The second problem compounds the first one: multiple research groups studying the same phenomenon. This should be a good thing, but it can lead to a higher volume of false positive results. Suppose that 20 groups are all testing the same hypothesis, and are using the same p-value cutoff of 0.05 to decide whether their results is “significant”. Even if their null hypothesis is true, and there is no effect, 1 out 20 groups is likely to obtain a p-value less than 0.05, simply by random variation. What do you think that group will do? Yes, they should compare its results with the other groups, or try to repeat the experiment multiple times. But repeating experiments is costly and boring, and telling your competitors about your results can lead to your getting scooped. Better publish fast!

The third problem is even more insidious: bias in the experimental work, either conscious or non. Some of it may be due to experimental design, like biased sampling, or defective instrumentation - no experiment is perfect. One big violation of good experimental design is known as p-value fishing: repeating the experiment, or increasing the sample size, until the p-value is below the desired threshold, and then stopping the experiment. Using such defective design dramatically lowers the likelihood that the result is a true positive. And of course there is actual fraud, or fudging of data, which contributes to some bogus results.

Ioannidis performed basic calculations of the probability that a published study is true (that is, that a positive reported result is a true positive), and how it is affected by pre-study (prior) probability, number of conducted studies on the same hypothesis, and the level of bias. His prediction is that for fairly typical scenario (e.g. pre-study probability of 10%, ten groups working simultaneously, and a reasonable amount of bias) the probability that a published result is correct is less than 50%. This effect is shown in figure \(\ref{fig:ioannidis_bayes}\), taken from his paper. He then followed up with another paper that investigated 49 top-cited medical research publications over a decade, and looked at whether follow-up studies could replicate the results, and found that a very significant fraction of their findings could not be replicated by subsequent investigations.

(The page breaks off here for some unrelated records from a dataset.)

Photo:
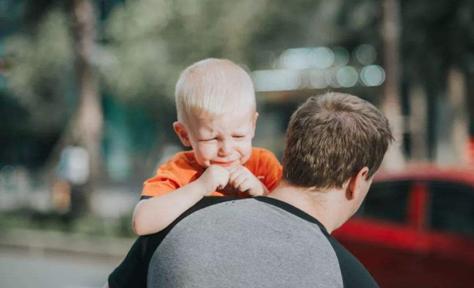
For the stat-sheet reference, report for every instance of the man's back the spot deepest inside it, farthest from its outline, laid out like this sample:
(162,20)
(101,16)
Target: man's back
(279,246)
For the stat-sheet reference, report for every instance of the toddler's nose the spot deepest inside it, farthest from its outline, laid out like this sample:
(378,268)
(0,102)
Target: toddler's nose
(225,148)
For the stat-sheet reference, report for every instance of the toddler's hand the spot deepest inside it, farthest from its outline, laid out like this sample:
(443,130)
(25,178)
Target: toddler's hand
(244,181)
(214,178)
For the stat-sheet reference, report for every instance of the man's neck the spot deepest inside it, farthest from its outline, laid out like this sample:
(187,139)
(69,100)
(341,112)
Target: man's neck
(322,205)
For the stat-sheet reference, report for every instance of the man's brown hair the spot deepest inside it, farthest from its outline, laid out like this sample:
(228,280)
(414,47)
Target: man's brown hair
(331,137)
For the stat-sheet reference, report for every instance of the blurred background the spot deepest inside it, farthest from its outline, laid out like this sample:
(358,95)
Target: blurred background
(86,107)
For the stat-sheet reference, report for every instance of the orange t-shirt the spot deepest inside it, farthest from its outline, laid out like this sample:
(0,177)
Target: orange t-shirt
(182,169)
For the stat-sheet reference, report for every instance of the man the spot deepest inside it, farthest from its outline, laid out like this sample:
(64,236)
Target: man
(334,145)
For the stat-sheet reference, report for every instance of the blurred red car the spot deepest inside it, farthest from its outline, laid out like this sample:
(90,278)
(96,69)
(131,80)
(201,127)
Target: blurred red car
(416,229)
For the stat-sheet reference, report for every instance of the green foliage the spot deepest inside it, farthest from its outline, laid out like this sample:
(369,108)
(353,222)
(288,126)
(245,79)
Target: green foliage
(39,70)
(150,41)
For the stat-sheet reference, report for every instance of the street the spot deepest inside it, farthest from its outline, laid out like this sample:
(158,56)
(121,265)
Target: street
(24,269)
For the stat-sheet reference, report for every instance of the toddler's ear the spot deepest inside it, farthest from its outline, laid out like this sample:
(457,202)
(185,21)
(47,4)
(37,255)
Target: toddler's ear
(182,133)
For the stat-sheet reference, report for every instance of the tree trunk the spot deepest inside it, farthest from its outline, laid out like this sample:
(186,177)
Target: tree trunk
(418,123)
(453,141)
(391,101)
(88,120)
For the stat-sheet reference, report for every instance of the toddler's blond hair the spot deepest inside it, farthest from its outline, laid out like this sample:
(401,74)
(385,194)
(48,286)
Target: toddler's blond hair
(214,87)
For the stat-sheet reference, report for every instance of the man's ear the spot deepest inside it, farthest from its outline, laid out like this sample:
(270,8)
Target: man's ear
(357,185)
(182,132)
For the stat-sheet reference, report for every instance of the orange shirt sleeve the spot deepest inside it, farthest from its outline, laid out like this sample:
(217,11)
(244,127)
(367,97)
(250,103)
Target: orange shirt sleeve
(266,167)
(177,172)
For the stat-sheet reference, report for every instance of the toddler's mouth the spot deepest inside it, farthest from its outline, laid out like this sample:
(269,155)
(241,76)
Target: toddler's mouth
(225,164)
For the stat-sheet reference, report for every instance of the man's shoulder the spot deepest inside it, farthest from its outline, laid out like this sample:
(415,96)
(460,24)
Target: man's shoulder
(183,160)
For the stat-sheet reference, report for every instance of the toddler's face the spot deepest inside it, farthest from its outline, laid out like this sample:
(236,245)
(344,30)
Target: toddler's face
(224,140)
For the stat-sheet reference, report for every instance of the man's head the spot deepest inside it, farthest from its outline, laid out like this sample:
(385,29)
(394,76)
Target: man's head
(336,141)
(216,108)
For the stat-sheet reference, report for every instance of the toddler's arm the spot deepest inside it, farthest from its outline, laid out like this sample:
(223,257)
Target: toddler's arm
(155,214)
(243,180)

This might leave you with a rather bleak view of scientific research. Indeed, many in the community have been sounding the alarm about the lack of replicability of published results, and have proposed some basic remedies. Perhaps the most important is the issue that only positive results are deemed worthy of publication. If all of the 20 groups in the scenario above published their results, 19 would report no effect, and 1 would report an effect, and the picture would be clear. There are some journals (e.g. PLOS One) which accept any methodologically sound submission, regardless of whether the result is positive or negative. Another remedy is to provide funding for research labs to repeat other groups’ studies to test them. These steps are being implemented, and hopefully will eventually lead to an improvement in the reliability of published data. Even more importantly, educating scientists about basic probability ideas, such as Bayes’ formula and the notion of prior knowledge, should improve the quality of inference and decrease the amount of questionable science.

8.3.3 discussion questions

The following questions refer to the paper “Why most published research findings are wrong” .

  1. What are some of the examples of studies with low prior odds that Ioannidis uses as examples?

  2. Due to human imperfection, there will always be some bias in conducting and reporting scientific results. What do you expect to be the typical level of bias (u in the paper)?

  3. What does Ioannidis propose to remedy the problem of lack of reproducibility of studies? Will you take them into account when reading scientific publications or doing your own research?